5. Il ressort des pièces du dossier que M. C n'a bénéficié d'un titre de séjour qu'entre le 28 janvier 2012 et le 1er février 2016. En outre, alors qu'il est actuellement incarcéré suite à sa condamnation le 29 mai 2019 par la cour d'assises du Rhône à une peine de huit ans d'emprisonnement, cette période d'incarcération ne peut être regardée comme permettant de justifier d'une résidence régulière en France. Dans ces conditions, le requérant n'établit pas résider régulièrement en France depuis plus de dix ans. Il n'est donc pas fondé à se prévaloir de la mesure de protection instaurée par le 3° de l'article L. 631-2 du code de l'entrée et du séjour des étrangers et du droit d'asile. Il ne peut davantage se prévaloir des dispositions des 3° et 4° de l'article L. 631-3 de ce code, qui exigent également une résidence régulière minimale de dix ans en France, le requérant n'alléguant d'ailleurs même pas remplir les autres conditions exigées par ces dispositions.

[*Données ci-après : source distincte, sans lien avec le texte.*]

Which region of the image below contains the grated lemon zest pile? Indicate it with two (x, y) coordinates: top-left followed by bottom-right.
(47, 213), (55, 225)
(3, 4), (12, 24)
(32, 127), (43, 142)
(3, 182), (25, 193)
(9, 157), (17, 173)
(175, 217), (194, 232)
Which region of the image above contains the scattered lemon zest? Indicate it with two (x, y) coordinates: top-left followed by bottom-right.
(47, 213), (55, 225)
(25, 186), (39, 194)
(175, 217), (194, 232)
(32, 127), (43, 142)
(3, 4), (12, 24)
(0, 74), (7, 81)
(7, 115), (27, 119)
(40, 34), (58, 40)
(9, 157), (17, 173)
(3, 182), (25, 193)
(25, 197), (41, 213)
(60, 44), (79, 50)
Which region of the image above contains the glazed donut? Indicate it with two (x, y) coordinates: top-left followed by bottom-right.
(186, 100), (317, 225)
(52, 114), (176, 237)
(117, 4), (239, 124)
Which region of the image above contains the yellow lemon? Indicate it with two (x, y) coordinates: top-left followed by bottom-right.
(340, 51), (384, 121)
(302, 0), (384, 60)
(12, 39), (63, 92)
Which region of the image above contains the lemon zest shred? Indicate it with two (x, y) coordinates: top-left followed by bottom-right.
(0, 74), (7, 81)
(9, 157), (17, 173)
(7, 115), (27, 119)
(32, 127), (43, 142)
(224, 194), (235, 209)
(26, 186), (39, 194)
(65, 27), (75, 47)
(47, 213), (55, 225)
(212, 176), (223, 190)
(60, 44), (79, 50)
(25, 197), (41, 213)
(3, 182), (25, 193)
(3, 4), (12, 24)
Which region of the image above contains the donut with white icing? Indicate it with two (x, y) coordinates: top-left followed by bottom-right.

6. En dernier lieu, aux termes des stipulations de l'article 8 de la convention européenne de sauvegarde des droits de l'homme et des libertés fondamentales : " 1° Toute personne a droit au respect de sa vie privée et familiale, de son domicile et de sa correspondance. / 2° Il ne peut y avoir ingérence d'une autorité publique dans l'exercice de ce droit que pour autant que cette ingérence est prévue par la loi et qu'elle constitue une mesure qui, dans une société démocratique, est nécessaire à la sécurité nationale, à la sûreté publique, au bien-être économique du pays, à la défense de l'ordre et à la prévention des infractions pénales, à la protection de la santé ou de la morale, ou à la protection des droits et libertés d'autrui ".

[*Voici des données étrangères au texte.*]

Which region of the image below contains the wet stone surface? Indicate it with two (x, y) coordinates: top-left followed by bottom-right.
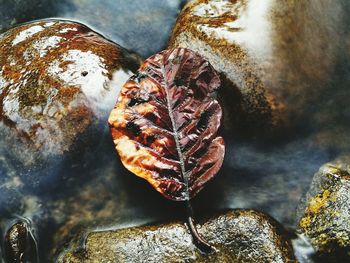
(0, 20), (139, 194)
(0, 0), (350, 262)
(0, 0), (186, 57)
(58, 210), (295, 263)
(299, 157), (350, 262)
(169, 0), (346, 136)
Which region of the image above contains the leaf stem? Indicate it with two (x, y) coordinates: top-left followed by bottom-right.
(186, 200), (214, 254)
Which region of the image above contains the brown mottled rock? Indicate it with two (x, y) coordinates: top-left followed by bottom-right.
(169, 0), (341, 134)
(0, 20), (140, 192)
(58, 210), (296, 263)
(298, 157), (350, 262)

7. Comme cela a été dit au point 4 du présent jugement, M. C a fait l'objet de six condamnations pénales entre 2006 et 2019, dont la dernière, pour des faits de vol avec torture ou acte de barbarie, arrestation, enlèvement, séquestration ou détention arbitraire suivie d'une libération avant le 7ème jour, a entraîné une peine de huit ans d'emprisonnement. En outre, l'intéressé est célibataire et sans enfant ou charge de famille. Par ailleurs, s'il fait valoir qu'il a résidé en Russie ainsi qu'en Suisse et qu'il n'a quasiment jamais vécu dans son pays d'origine, il n'établit pas être dépourvu de tout lien dans ce pays. Dans ces conditions, quand bien même il allègue, sans au demeurant l'établir, être titulaire d'un diplôme de mécanique français et faire partie des " compagnons du devoir ", la décision ordonnant son expulsion ne porte pas à son droit au respect de sa vie privée et familiale une atteinte disproportionnée aux buts en vue desquels elle a été prise. Elle n'est donc pas contraire aux stipulations précitées de l'article 8 de la convention européenne de sauvegarde des droits de l'homme et des libertés fondamentales. Elle n'est pas davantage entachée d'une erreur manifeste d'appréciation.

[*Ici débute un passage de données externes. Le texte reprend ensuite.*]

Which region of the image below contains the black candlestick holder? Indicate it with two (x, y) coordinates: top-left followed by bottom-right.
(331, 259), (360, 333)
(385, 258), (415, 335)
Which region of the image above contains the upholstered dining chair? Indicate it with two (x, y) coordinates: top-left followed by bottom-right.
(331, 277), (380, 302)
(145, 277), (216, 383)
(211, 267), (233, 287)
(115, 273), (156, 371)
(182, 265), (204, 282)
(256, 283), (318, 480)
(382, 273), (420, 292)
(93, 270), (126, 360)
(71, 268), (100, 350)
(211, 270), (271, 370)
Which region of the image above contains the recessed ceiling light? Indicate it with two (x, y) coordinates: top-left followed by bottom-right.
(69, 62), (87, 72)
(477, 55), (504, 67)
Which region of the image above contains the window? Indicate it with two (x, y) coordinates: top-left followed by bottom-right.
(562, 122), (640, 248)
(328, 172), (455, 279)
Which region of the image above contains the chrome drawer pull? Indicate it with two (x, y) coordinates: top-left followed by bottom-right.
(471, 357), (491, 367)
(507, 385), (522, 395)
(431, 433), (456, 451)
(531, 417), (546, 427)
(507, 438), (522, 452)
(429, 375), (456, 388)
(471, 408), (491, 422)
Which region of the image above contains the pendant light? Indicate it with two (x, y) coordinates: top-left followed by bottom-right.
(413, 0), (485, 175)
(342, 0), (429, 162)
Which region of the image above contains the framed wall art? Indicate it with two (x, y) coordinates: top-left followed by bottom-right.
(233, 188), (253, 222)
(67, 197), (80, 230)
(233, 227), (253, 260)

8. Il résulte de tout ce qui précède que les conclusions de M. C à fin d'annulation de l'arrêté du 10 juillet 2023 par lequel le préfet de la Loire a prononcé son expulsion du territoire français doivent être rejetées.

D E C I D E :

Article 1er : La requête de M. C est rejetée.

Article 2 : Le présent jugement sera notifié à M. B C et au préfet de la Loire.

Délibéré après l'audience du 4 juillet 2024, à laquelle siégeaient :

M. Jean-Pascal Chenevey, président,

Mme Flore-Marie Jeannot, première conseillère,

Mme Marie Chapard, conseillère.

Rendu public par mise à disposition au greffe le 15 juillet 2024.

La rapporteure,

F.-M. ALe président,

J.-P. Chenevey

La greffière,

A. Baviera

La République mande et ordonne au préfet de la Loire en ce qui le concerne ou à tous commissaires de justice à ce requis en ce qui concerne les voies de droit commun contre les parties privées, de pourvoir à l'exécution de la présente décision.